CURRENT LITERATURE.
The Age of Science, a Newspaper of the Twentieth Century. By Merlin Nostradamus. (Ward, Lock, and Tyler.)—This is a clever and amusing jeu d'esprit. A century hence, the "Age of Science "will have set in, and Medical Science, as that in which men are most practically and generally interested, will have gained the precedence. Lord Archphysicians and Lord Physicians will preside over the dioceses which the blindness of the nineteenth century entrusts to archbishops and bishops,and Parliament will have little to do except to record the desires of a convocation of doctors. The principles of the vivisectionists will have reached their natural development, and humanity, become by common consent a corpus vile, will be the subject of unlimited experiment. The persecuting spirit which the fanatical fervour of modern prophets of unbelief seems to portend will be at work ; to cherish exploded beliefs will be a crime, and the secular arm will be invoked to punish credulity, as it has been invoked in former days to repress the opposite extreme.
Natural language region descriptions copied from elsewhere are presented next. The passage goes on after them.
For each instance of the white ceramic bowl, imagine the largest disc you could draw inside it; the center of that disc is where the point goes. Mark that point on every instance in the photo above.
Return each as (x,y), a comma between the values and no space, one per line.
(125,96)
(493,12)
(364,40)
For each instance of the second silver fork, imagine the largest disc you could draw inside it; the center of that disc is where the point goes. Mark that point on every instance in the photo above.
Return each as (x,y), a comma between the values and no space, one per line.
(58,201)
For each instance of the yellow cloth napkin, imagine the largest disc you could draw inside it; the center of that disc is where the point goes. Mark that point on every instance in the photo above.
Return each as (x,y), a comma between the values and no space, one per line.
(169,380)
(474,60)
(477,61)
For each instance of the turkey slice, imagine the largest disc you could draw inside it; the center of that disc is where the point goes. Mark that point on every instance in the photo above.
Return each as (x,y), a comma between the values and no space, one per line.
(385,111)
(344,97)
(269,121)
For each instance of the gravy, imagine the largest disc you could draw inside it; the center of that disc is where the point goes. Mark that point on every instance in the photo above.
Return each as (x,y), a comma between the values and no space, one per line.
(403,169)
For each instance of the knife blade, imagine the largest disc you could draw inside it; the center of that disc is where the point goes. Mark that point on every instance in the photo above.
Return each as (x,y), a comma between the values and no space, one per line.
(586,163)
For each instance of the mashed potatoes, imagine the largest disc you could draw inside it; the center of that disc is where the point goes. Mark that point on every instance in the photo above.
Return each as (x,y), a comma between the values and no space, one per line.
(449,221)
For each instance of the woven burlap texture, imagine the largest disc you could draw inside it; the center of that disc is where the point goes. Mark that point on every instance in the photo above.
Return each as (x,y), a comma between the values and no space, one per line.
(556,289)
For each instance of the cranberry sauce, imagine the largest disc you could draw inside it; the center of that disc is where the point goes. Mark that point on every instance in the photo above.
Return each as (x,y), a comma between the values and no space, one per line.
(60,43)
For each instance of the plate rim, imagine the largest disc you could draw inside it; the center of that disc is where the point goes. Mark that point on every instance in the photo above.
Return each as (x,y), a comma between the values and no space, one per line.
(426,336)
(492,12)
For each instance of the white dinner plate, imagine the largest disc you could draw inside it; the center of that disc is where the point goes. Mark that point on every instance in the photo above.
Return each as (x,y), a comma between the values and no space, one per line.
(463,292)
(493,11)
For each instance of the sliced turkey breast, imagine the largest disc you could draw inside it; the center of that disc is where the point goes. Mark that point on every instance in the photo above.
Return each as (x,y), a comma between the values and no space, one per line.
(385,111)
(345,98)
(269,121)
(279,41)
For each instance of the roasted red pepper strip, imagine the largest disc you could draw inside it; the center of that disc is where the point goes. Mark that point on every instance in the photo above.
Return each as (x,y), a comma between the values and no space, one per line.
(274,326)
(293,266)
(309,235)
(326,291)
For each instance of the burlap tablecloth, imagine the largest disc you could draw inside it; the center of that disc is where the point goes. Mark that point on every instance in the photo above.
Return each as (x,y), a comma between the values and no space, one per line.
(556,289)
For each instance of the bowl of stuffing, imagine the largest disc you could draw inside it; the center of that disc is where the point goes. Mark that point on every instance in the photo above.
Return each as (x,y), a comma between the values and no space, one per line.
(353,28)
The sanctions
of religion having been broken down, and the belief in a future life ex- ploded, the philosophy of "let us eat and drink, for to-morrow we die," will have shown inconvenient practical developments. Science will not have been idle. It will have discovered how to communicate disease with infallible certainty, and will be hoping to find out how to cure it. All this is set forth with no little humour. The fun, though of course it will make some people angry, is quite fair, never bitter or personal.